Irónicamente, el padre de la ciencia-ficción puede que haya sido en realidad una mujer de veinte años. Porque puede afirmarse con bastante seguridad que el FRANKENSTEIN, OR THE MODERN PROMETHEUS (FRANKENSTEIN O EL MODERNO PROMETEO) (1818) de Mary Shelley fue la primera novela moderna de ciencia-ficción. Representa la fusión inicial de la historia científica con el relato de viajes extraños, la novela utópica y la aventura gótica. Y su tema central (el hombre creando vida artificial en un intento de mejorar la obra de Dios, pero cometiendo una torpeza en su trabajo) ha sido calificado como el quintaesencial mito de la era industrial.
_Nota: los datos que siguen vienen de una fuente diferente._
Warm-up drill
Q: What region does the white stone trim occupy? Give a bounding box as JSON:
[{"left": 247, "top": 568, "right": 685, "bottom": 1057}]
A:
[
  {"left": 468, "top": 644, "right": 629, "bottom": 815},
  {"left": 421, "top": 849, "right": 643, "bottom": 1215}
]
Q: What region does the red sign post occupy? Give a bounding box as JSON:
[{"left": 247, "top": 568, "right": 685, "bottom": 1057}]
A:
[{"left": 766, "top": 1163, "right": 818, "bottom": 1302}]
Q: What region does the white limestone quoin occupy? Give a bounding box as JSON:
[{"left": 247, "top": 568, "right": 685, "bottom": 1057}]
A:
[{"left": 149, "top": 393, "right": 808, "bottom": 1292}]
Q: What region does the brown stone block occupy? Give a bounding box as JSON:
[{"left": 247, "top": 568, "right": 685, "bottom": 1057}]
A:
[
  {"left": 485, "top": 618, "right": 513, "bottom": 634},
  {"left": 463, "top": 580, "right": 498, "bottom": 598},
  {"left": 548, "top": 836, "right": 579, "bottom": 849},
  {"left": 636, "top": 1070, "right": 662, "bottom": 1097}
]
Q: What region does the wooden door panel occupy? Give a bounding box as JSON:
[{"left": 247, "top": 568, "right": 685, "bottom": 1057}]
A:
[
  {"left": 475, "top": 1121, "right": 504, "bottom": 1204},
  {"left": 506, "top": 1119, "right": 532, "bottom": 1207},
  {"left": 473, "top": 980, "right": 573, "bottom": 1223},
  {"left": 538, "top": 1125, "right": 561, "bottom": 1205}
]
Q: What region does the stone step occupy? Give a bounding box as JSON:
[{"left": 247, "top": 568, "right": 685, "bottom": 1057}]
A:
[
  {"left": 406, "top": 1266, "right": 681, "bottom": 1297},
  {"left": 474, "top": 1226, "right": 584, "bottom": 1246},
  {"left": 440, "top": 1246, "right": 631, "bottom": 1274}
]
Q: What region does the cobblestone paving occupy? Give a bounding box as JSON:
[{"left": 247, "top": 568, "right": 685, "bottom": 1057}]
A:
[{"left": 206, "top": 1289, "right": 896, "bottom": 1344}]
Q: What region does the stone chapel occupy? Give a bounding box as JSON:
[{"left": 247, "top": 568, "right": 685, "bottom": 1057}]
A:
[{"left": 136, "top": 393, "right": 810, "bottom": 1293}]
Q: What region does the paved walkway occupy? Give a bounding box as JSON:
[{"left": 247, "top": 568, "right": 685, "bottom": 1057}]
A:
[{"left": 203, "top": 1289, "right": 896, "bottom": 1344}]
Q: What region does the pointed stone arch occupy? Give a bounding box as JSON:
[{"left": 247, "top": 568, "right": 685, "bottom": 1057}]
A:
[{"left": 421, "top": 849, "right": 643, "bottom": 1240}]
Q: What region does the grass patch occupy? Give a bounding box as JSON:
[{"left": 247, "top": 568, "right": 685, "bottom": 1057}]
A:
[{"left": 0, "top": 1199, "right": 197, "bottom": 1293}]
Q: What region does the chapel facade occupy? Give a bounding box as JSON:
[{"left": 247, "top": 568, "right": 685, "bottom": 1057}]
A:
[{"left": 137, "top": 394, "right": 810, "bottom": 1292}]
Hija de una pareja de librepensadores, Mary Wollstonecraft Shelley (1797-1851) nació en Londres, Inglaterra. Su madre Mary Wollstonecraft Godwin, era una conocida autora y feminista, cuya desgraciada muerte a causa de fiebre puerperal determinó ampliamente el tono trágico de la vida de Mary Shelley. La infección puerperal era el resultado de la omisión por parte de los doctores de lavarse las manos y lavar los instrumentos antes de atender al parto, pero su etiología era desconocida por aquel entonces, y la muerte de la madre se atribuía al hijo. Ése fue el destino de Mary Shelley. Su padre, William Godwin, la trató con violencia psicológica y negligencia emocional. Y a lo largo de toda su vida, Mary arrastró consigo la innecesaria carga de la culpabilidad.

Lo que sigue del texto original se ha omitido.